The signifiers of the season, for better or worse, include an onslaught of ads for holiday movies—as anyone with a television is aware. Hollywood is aiming to win children’s hearts and minds with a yellow, anthropomorphic Hasbro toy and the sugar-spun homilies of Mary Poppins. Is there any place, a parent might ask, that conjures the spell of wonderment without the artificial enhancements of special effects and product placements?
The current Exploratorium exhibit, Curious Contraptions: Inside the Fairy Tale Factory (on view through Jan. 20), displays a jaw-dropping collection of automata—that is, one-of-a-kind, handmade mechanical geegaws. Devised, designed and constructed by people whose talents encompass toy-making, puppeteering, sculpting and recycling, each piece achieves a kind of pinnacle of electricity-free art, inventiveness and interactivity. (If, like me, you need an image to fully grasp the concept, check out the delightful short video at the link above.)
You can readily see how automata are catnip for children of all ages, but especially for those who take their egg nog straight, no chaser.

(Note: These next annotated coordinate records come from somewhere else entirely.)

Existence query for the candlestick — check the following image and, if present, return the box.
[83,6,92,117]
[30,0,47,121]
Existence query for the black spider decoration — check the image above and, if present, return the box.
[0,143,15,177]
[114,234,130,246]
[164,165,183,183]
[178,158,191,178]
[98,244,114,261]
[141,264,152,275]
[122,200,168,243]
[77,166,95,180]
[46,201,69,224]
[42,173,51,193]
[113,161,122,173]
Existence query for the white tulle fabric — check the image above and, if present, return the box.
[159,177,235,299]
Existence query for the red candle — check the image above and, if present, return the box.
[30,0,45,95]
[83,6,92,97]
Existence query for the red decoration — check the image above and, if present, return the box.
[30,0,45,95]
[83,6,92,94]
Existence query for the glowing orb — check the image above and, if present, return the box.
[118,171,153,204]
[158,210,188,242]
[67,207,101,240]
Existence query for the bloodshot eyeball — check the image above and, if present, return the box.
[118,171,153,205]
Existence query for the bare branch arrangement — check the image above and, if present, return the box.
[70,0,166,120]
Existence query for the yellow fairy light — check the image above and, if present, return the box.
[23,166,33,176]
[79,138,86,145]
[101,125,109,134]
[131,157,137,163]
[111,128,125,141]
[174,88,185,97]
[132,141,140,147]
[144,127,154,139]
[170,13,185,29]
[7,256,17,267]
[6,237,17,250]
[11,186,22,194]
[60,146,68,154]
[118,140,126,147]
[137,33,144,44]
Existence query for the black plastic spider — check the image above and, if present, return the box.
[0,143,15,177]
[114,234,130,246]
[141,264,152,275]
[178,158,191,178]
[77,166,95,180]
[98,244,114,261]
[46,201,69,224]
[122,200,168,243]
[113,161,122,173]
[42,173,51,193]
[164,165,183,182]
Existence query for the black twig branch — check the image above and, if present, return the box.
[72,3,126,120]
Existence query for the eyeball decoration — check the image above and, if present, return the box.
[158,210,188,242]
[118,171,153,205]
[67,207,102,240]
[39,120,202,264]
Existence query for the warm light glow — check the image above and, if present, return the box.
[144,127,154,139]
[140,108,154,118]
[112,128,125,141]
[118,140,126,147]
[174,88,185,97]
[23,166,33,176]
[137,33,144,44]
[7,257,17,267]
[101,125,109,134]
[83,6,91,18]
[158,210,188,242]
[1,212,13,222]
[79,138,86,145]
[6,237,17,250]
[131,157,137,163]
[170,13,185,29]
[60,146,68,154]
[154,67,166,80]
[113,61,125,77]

As a bonus, the Exploratorium has curated a Saturday Cinema program of very short films, Curious Creations, that provides a visual venture into other realms of automata as well as a sit-down break from the hands-on exhibit.

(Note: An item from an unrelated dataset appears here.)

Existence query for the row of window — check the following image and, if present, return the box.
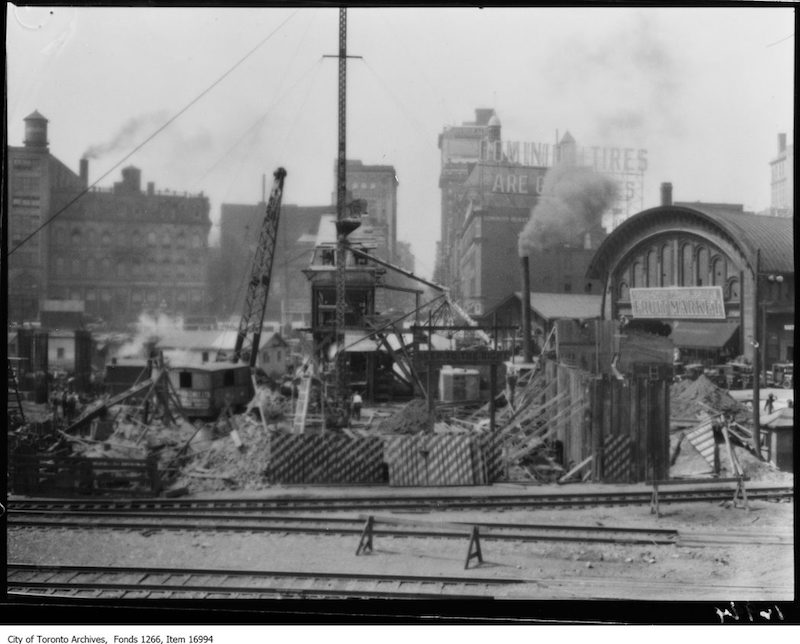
[53,257,203,280]
[52,226,205,249]
[621,242,736,288]
[58,288,203,309]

The films (which screen Dec. 8 and again on Jan. 12) traverse the mind-blowing breadth of human ingenuity, including chain-reaction machines rigged for a Japanese children’s TV show, kinetic sculptor Arthur Ganson’s whimsical mechanisms, and a solar-powered contraption built in the 1950s by Charles and Ray Eames. If there’s a “product placement” for an Eames chair in that last one—and I’m not saying there is—would you complain?